Might be a long post, sorry! But I feel like I need to rant or get things off my chest or something.
My daughter is 4 and a half months. For the past 5 days she's been getting really irritable and constantly tugging at her left ear. She's constantly got her hands in her mouth and dribbling alot. Did a quick google and it tells me that it's possibly teething, which I suspected. No temperature or anything coming out of the ear so I don't think it's an ear infection.
I love my daughter more than anything, but oh my days. I feel like she's been an absolute nightmare most of the time. It's been really hard work trying to settle her, entertain her and just generally look after her. Monday was the worst, and today hasn't been any better. And I'm wide awake but exhausted, dreading the day tomorrow.
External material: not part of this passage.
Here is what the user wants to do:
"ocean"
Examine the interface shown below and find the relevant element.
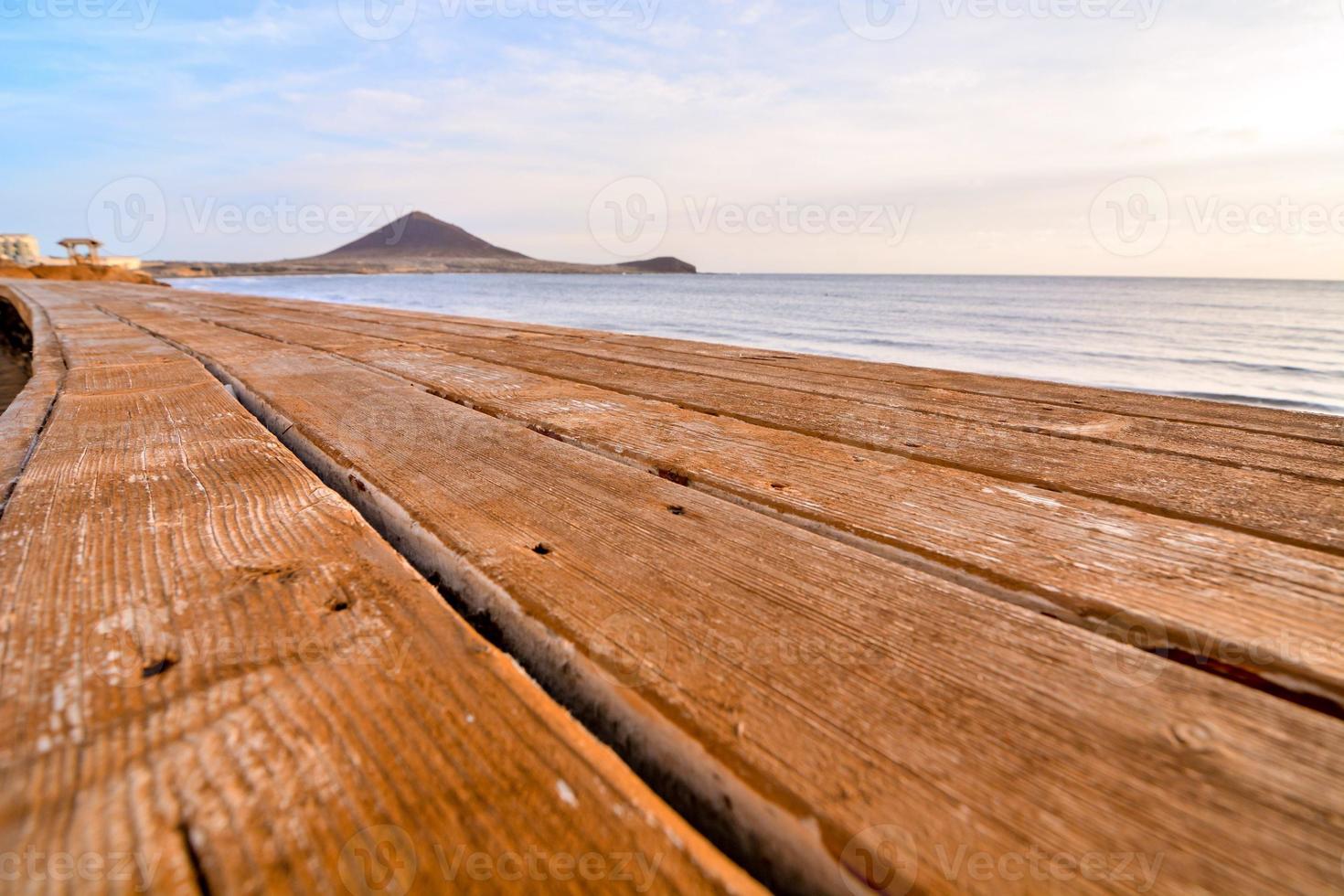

Everything I do for her doesn't seem to settle her like it normally does. It's a sweaty fight trying to settle her. Putting her down for a nap is like trying to bath a cat. I had a meltdown yesterday because it was just relentless. Felt like it was one thing after another. Then her nappy leaked onto my clean pants and I just burst into tears. My partner came home from work and took her for a bit and I felt like an absolute failure because I'd just had enough and didn't want to deal with her for the rest of the day.
Today was pretty much the same in terms of settling her. I finally got her to sleep and put her in the cot (normally she just goes in and drops off to sleep herself, but nope. Not this week). When I laid her in the cot, within 5 minutes she woke up screaming and I had to repeat the process again which was absolutely draining. The freezer door fell off and was beeping like mad so I had to leave her for 5 minutes to try fix it and save all the frozen food. She SCREAMED and it took me about 20 minutes to calm her. She was so red and sweaty and angry 😫ðŸ˜
Feel so rubbish and low lately and I'm so frustrated that I'm not allowed to ask family to watch her for an hour or 2 so I can recharge. It's mentally exhausting and recently I just feel miserable. I feel so guilty for getting frustrated and not enjoying the good moments she's been having.
I don't know if it's lockdown blues, frustration, the recent demanding behaviour of my daughter or something more. I just want a break, no matter how small it is 😫
Anybody else feel like they're doing a crap job and just want to cry all the time?